NDRF: First to arrive
The mine was flooded by a nearby river on December 13, trapping 15 workers. On December 14, the National Disaster Response Force’s 1st battalion became the first rescue group to reach the site – located in the middle of a forest.
When the battalion first surveyed the spot, it discovered that the mine shaft was flooded with 70 feet of water – making it too deep for its divers to enter. It asked for the mine to be “dewatered”, using high-power pumps, a request that took almost 15 days to be acted upon because of bureaucratic inertia. Finally, just as the year ended, teams from Coal India Limited, Orissa Fire Services, the Indian Navy, and water-pump manufacturing companies like Kirloskar Brothers and KSB arrived with their equipment.
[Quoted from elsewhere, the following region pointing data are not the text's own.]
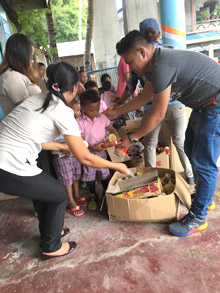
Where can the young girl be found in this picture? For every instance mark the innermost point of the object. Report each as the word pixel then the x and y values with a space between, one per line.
pixel 93 127
pixel 108 96
pixel 68 170
pixel 92 85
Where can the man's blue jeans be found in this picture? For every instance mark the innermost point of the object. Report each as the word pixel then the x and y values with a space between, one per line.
pixel 202 146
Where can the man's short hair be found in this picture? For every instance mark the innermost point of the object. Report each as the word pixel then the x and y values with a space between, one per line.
pixel 131 40
pixel 41 64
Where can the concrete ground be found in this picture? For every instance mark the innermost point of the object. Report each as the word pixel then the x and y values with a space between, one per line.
pixel 114 257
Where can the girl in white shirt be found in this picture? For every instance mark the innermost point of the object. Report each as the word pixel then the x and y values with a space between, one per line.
pixel 40 119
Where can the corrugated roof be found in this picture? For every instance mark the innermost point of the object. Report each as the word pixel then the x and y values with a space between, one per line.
pixel 191 37
pixel 72 48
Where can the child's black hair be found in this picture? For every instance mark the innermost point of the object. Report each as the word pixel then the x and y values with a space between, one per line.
pixel 106 85
pixel 89 97
pixel 104 76
pixel 90 84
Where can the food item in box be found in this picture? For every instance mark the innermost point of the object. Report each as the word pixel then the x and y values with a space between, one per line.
pixel 170 186
pixel 111 141
pixel 120 152
pixel 165 178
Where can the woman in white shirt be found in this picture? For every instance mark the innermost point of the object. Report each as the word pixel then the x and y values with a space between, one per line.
pixel 18 76
pixel 40 119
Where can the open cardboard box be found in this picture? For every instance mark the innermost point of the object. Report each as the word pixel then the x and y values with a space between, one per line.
pixel 157 209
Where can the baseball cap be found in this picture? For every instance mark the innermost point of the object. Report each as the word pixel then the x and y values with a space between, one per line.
pixel 149 23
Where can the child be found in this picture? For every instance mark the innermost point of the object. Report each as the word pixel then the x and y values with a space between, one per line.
pixel 92 85
pixel 68 170
pixel 108 96
pixel 93 127
pixel 103 78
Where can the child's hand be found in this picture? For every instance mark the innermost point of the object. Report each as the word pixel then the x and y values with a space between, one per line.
pixel 98 147
pixel 65 149
pixel 123 169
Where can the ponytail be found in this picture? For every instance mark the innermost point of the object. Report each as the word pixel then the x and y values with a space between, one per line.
pixel 61 78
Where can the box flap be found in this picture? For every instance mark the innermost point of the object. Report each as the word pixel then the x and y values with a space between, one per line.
pixel 182 191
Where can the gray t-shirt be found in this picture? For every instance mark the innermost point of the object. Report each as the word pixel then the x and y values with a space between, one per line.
pixel 195 77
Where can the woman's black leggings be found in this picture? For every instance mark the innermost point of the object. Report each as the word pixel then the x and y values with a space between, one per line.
pixel 52 197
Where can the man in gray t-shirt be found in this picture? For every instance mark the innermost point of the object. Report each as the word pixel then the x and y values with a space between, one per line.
pixel 193 79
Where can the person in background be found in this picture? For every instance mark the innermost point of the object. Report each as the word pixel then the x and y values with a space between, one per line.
pixel 93 128
pixel 68 170
pixel 175 117
pixel 43 78
pixel 92 85
pixel 123 76
pixel 108 96
pixel 38 120
pixel 193 79
pixel 103 78
pixel 83 77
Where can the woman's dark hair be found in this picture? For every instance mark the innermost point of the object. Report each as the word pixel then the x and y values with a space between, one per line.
pixel 62 77
pixel 104 76
pixel 106 85
pixel 89 97
pixel 48 70
pixel 130 42
pixel 90 84
pixel 18 54
pixel 151 34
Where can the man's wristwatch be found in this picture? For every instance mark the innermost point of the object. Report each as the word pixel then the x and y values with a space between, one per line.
pixel 132 139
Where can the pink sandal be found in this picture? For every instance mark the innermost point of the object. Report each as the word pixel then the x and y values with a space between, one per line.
pixel 82 202
pixel 77 212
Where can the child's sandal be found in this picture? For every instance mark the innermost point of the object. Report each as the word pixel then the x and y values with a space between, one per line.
pixel 77 212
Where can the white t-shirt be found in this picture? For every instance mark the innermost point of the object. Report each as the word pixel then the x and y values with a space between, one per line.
pixel 14 88
pixel 25 128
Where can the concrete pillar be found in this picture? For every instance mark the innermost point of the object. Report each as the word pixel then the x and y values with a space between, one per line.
pixel 190 10
pixel 106 33
pixel 134 11
pixel 173 26
pixel 211 50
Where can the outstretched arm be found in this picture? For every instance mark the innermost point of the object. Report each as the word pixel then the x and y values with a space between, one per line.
pixel 80 151
pixel 141 100
pixel 159 108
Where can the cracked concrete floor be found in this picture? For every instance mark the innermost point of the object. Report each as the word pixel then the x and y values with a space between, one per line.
pixel 113 257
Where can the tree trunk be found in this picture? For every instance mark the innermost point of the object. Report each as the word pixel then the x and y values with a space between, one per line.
pixel 87 55
pixel 80 21
pixel 52 37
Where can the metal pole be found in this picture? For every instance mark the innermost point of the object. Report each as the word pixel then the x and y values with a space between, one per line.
pixel 173 22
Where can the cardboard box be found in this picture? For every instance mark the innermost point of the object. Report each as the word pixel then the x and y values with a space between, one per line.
pixel 157 209
pixel 142 186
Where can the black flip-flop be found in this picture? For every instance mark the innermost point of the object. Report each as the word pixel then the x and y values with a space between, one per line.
pixel 71 249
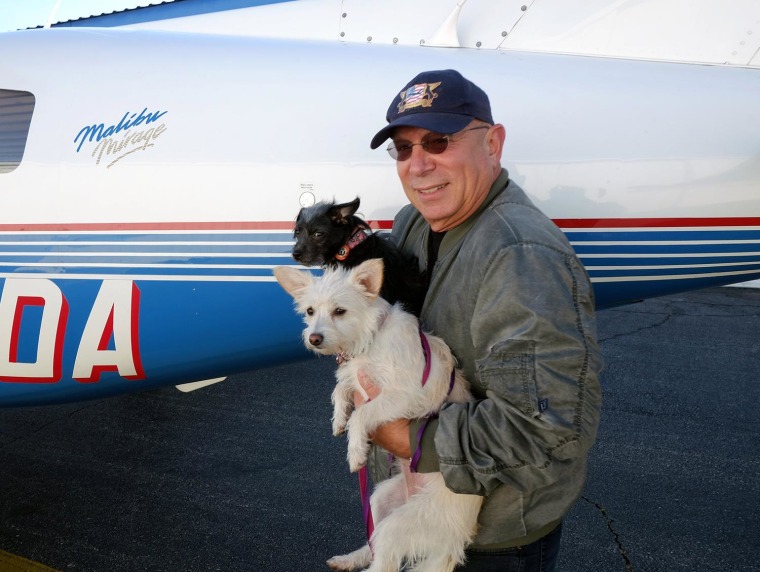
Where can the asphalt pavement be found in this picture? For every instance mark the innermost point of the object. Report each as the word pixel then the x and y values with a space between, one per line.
pixel 245 475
The National Disaster Response Force’s men – some 70 of them – kept waiting as the technical experts worked the mine shafts in the vicinity to reduce the water level in the main mine. They set up makeshift camps in the forest, braving the biting winter cold of Meghalaya’s hills in the hope that they would finally get to dive into the mines and recover the bodies of the trapped miners. The water level, though, remained the same.
Also, with the Indian Navy’s arrival, the National Disaster Response Force’s role became more about providing assistance to them. On January 23, the Navy employed an underwater remotely operated vehicle to pull out the first body. On February 27, days before it left, it pulled out another body using the same method.
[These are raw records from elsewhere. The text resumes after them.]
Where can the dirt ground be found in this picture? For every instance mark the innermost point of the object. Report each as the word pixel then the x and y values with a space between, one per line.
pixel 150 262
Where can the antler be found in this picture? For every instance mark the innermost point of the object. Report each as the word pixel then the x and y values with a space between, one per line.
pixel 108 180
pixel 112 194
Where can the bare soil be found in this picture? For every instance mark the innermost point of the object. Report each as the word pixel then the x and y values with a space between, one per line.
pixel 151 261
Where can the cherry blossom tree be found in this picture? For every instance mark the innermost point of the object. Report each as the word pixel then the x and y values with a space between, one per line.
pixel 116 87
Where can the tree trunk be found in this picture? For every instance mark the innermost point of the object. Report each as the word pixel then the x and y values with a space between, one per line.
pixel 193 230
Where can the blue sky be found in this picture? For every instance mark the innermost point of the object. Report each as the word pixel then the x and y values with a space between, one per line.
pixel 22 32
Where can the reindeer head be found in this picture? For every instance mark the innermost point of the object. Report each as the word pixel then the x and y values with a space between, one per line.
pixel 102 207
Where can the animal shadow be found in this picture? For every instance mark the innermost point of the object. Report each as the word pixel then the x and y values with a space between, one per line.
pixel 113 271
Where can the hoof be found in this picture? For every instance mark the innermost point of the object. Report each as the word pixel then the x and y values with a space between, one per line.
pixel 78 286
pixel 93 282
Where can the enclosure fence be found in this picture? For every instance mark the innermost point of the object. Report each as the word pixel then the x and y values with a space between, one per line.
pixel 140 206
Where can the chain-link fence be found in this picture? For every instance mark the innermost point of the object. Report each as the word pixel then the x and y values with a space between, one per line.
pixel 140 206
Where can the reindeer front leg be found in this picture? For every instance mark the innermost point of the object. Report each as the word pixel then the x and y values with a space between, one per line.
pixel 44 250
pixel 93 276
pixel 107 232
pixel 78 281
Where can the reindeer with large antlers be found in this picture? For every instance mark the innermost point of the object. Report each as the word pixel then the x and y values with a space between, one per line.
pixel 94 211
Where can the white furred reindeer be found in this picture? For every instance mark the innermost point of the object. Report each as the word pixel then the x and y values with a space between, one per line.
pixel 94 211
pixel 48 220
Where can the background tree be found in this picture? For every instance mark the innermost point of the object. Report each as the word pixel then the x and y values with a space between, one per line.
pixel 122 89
With his men getting increasingly jaded by the lack of headway, the 1st battalion’s commander, SK Sastri, said he decided to “go for rotation” in February, sending the first team back, and getting in fresh legs from the battalion’s headquarters in Guwahati. “If you keep the same set of people without any achievement, they start getting fatigued,” he said. “To my knowledge, this is the longest-ever mission in our country.”
Doomed mission?
The National Disaster Response Force has gradually reduced the number of personnel at the site as there were “no actual diving operations and everyone is waiting for the water to recede”, said Sastri. “We don’t have the capability to dive in the prevailing conditions.”
But what about the operation itself? The murmur in the government’s headquarters in Shillong is that it goes on only because the court insists it must. “We can’t say anything as the matter is now sub-judice,” said government spokesperson R Sungi over the phone from the site of the disaster.
In the last hearing on February 25, the court, in response to a “tearful request” by the petitioners who want the mission to continue, asked the Centre to arrange for more pumps to be taken by air to the site with the assistance of the Army to try and dewater the mines. But with the Army pulling out, that looks unlikely, say officials.
“We have tried as hard as we can,” said Meghalaya Additional Chief Secretary PW Ingty, the official in charge of the mission. On being asked whether the government would ask the court to the pull the plug on the operation at the next hearing on March 12, Ingty was non-committal. “Let us see – we will review the situation and I will consult with the chief minister,” said Ingty.
Conversations with officials at the spot suggested that it is only a matter of time before it indeed happens. “Pumping is going on continuously, but water is not coming down,” said Sungi. “And now with the Navy gone, there are no divers also.”
As a local journalist, one of the first to reach the spot, said, “I have stopped going there now,” he said. “Nobody is there, only NDRF [National Disaster Response Force].”
Corrections and clarifications: An earlier version of this article’s headline had incorrectly said that efforts to retrieve workers’ bodies from a flooded mine “was set to enter third month”.